In large CIP systems, the process is run by computer in order to control the velocity, temperature, time, and concentration of chemicals used for sanitizing. A final rinse removes any detergent that remains.
One of the key components in any CIP system is the pump used to propel water and cleaning agents throughout the system. “When you’re sizing a CIP pump, it’s really important that it has the proper performance to enable it to move the CIP fluid at the proper velocity and the proper flow rate,” says Steve Guskey, senior vice president of engineering at Dixon Sanitary.
Guskey says the velocity needs to meet the industry standard of approximately 5 feet per second in order to properly clean components. The larger the line size, the more flow is required to achieve the required velocity. Variables such as internal surface finish, piping elevations, and the number and type of fittings all play a part in the final calculation and equipment specification. And, in order to be cleaned in place, all parts of the processing system must be drainable.
Certification Matters
Almost as soon as the CIP process was invented, users recognized that the method had to be standardized in order to ensure uniform safety and quality control. These standards became known as “3-A standards” for the three interest groups that cooperated to improve equipment design and sanitation—regulatory sanitarians, equipment fabricators, and processors. Today, 3-A Sanitary Standards, Inc. (3-A SSI) is a nonprofit corporation that oversees the 3-A Symbol Authorization program and other voluntary certificates to help affirm the integrity of hygienic processing equipment and systems.
If you run a CIP system, you’ll want it to meet 3-A standards. Dixon Sanitary holds six separate 3-A certifications, earning them through the 3-A Third Party Verification (TPV) program, which requires a professional assessment rather than voluntary compliance. The program ensures that each product conforms in all respects to the published standards.
Dixon Sanitary’s 3-A certifications literally cover thousands of different parts used in the CIP process: valves, hoses, sanitary fittings, filters using single-service filter media, vacuum breakers and check valves, centrifugal and positive rotary pumps, compression-type valves, sight indicators, and more.
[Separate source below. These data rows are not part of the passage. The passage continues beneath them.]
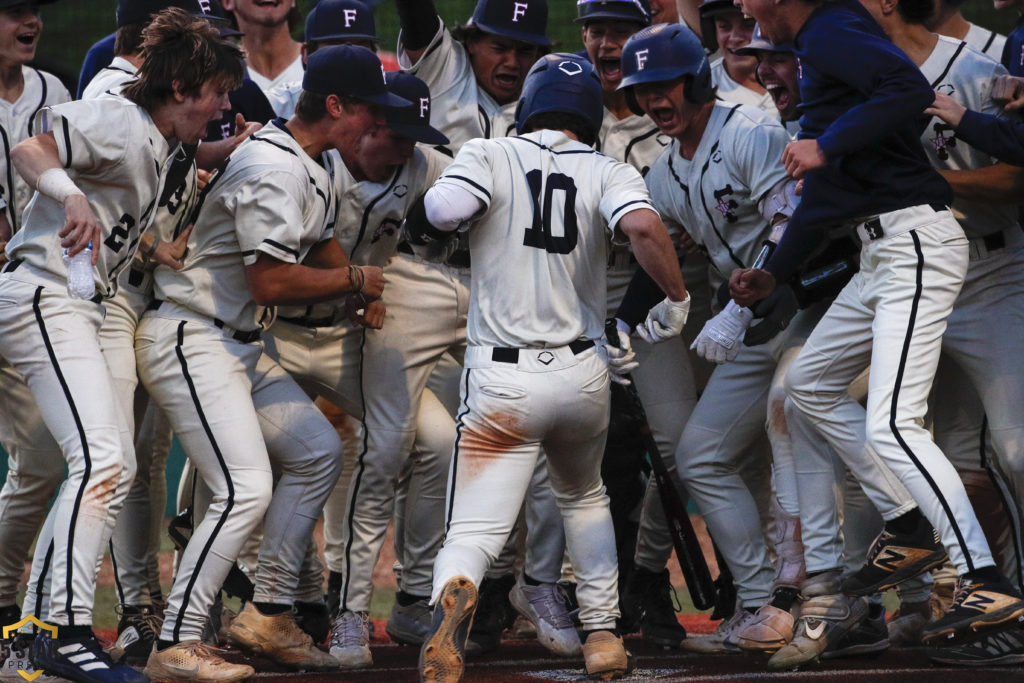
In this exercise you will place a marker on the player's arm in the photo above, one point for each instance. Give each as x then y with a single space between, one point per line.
38 162
419 23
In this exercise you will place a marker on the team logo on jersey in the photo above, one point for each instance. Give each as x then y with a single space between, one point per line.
941 141
726 206
570 68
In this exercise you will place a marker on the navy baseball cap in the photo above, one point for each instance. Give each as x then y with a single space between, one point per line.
349 71
761 44
518 19
622 10
341 19
412 121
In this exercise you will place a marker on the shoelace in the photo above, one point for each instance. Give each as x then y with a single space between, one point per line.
549 605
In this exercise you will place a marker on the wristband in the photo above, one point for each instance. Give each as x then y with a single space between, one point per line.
55 182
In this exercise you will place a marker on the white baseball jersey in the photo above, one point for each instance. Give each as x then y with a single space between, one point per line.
967 76
271 198
294 72
714 196
731 91
548 201
461 109
16 124
122 181
634 140
985 41
369 214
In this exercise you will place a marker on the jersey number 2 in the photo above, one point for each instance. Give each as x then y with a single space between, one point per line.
540 233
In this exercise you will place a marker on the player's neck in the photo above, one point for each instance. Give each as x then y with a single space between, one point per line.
915 40
953 26
269 50
11 81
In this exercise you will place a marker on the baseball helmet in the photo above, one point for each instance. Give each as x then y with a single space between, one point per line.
664 52
341 19
518 19
561 82
623 10
412 121
708 10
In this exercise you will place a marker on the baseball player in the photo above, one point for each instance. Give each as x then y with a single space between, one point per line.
52 339
263 240
912 264
537 306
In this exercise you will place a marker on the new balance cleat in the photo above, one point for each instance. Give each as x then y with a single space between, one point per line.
443 654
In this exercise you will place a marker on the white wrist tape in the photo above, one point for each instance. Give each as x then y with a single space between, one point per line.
56 183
Requirements to meet 3-A certification are stringent. Guskey points out that all 3-A certified parts must maintain surface integrity, without pitting, which can cause bacteria to settle and grow. Any plastic gaskets or seals must be FDA compliant, so if a tiny portion breaks off, it won’t harm the consumer. “Each standard has very specific guidelines you have to follow when manufacturing,” says Guskey.
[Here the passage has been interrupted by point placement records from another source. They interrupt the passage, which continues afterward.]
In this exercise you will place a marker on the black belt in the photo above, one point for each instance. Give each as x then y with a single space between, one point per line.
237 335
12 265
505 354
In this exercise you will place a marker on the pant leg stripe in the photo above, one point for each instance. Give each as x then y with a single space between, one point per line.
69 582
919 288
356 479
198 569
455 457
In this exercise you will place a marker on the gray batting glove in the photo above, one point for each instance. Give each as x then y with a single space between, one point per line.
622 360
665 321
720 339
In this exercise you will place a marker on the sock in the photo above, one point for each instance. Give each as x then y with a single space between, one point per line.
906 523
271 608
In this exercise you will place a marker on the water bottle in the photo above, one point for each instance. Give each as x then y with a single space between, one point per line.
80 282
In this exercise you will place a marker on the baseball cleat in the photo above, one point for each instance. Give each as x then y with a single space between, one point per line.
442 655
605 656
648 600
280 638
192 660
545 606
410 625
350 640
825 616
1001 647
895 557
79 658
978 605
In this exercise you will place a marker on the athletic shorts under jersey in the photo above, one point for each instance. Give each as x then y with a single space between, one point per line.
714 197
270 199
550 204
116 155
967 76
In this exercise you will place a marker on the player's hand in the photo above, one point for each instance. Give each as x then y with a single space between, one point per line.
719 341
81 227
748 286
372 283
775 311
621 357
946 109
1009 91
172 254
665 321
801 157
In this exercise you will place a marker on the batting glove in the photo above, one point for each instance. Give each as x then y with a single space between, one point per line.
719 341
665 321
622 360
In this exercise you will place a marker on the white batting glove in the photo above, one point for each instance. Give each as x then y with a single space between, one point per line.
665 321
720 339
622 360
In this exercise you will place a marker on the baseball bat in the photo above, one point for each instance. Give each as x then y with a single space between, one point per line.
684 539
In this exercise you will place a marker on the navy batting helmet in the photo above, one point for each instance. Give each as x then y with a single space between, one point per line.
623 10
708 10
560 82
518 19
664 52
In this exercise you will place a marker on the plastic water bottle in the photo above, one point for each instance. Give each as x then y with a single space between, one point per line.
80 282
At Dixon Sanitary, those standards are met—at a minimum. “We go above and beyond what’s required by 3-A,” says Guskey. “When we're designing something of our own from scratch, we’re taking the requirements of 3-A and bumping it up a notch.”
For example, he continues, “Maybe on an item, it’s not required to have a leak detection port, but we have one. If something fails inside a valve or pump, you’ll be able to see if it failed. If you don’t have that port, you don’t know. It’s a good, safe feature to have added to a CIP system.”